I've made my decision, giving her a quick and instant end with a single shot from my Glock.
“That isn't how I expected you to go.” Dad speaks in a blunt matter-of-fact tone.
“The instant death? Dragging death out is fine when it's not on my carpet.”
“I wasn't sure you'd kill her at all.”
It's not how I would have taken this last week, but I need to show everyone that I'm still tough after letting Porter and Tiffany both go.

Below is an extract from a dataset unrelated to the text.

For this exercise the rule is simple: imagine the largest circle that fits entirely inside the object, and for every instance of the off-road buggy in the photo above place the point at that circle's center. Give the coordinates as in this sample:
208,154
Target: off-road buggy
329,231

“Brandy?” I question, stepping over the body. This room is a crime scene now, so I strip my shoes and jacket off at the door. I have a new suit in a narrow wardrobe at the door, which ensures I take nothing through into the house. Dad keeps a suit here too, so we both change together. This room will be bleached and sterilised by my special cleaners, and the furniture replaced. I try to avoid conducting business in my home, but sometimes bad things need to be done to keep the peace with my father.
forty-three
Porter
Annieisn'tathome.Of course she isn't, whether he let her go or not, why would she come here. This isn't her house anymore; all her stuff is at her apartment. She only comes here when she needs money or needs to run. Besides, she would be stupid to come back, Knox wanted her out of his territory. I thought she needed money, but now I know she was running. She was running from Knox and she led him here to me. I have to wonder if that was her plan all along. She couldn't seduce him to dig her way out of this, so she came to me. She set me up and I fell for it hook, line, and sinker. But that doesn't mean it was wrong. Heading into the lounge reminds me how clean and fresh Knox's house was. This feels cold and empty, which it is, but it’s different than before. It's a relief knowing Mum isn't in her room upstairs; it means I don't have to creep around while I tidy up. I'm not even sure why I'm tidying up. I hate this place. I grab the lamp nearest me and throw it into the wall. Then whatever else I can find to try and fix what feels broken. I've been home fifteen minutes and I miss Knox already. I'm not sure my future happiness was part of my sister's plan, I think I've done everything she expected from me. The perfect scapegoat. She's free and gone now while I'm stuck trying to figure out the mess she left as usual. But she wouldn't expect me to stay with him or for him to want me too. She would expect me to stay here and look after Mum just like before. But I don't want that. I knew that before I even left his house, but I needed to be here to say goodbye to the place I was raised. And I need to gather the money I've been stashing under the bed. I smirk to myself, thankful that I never told Annie about it.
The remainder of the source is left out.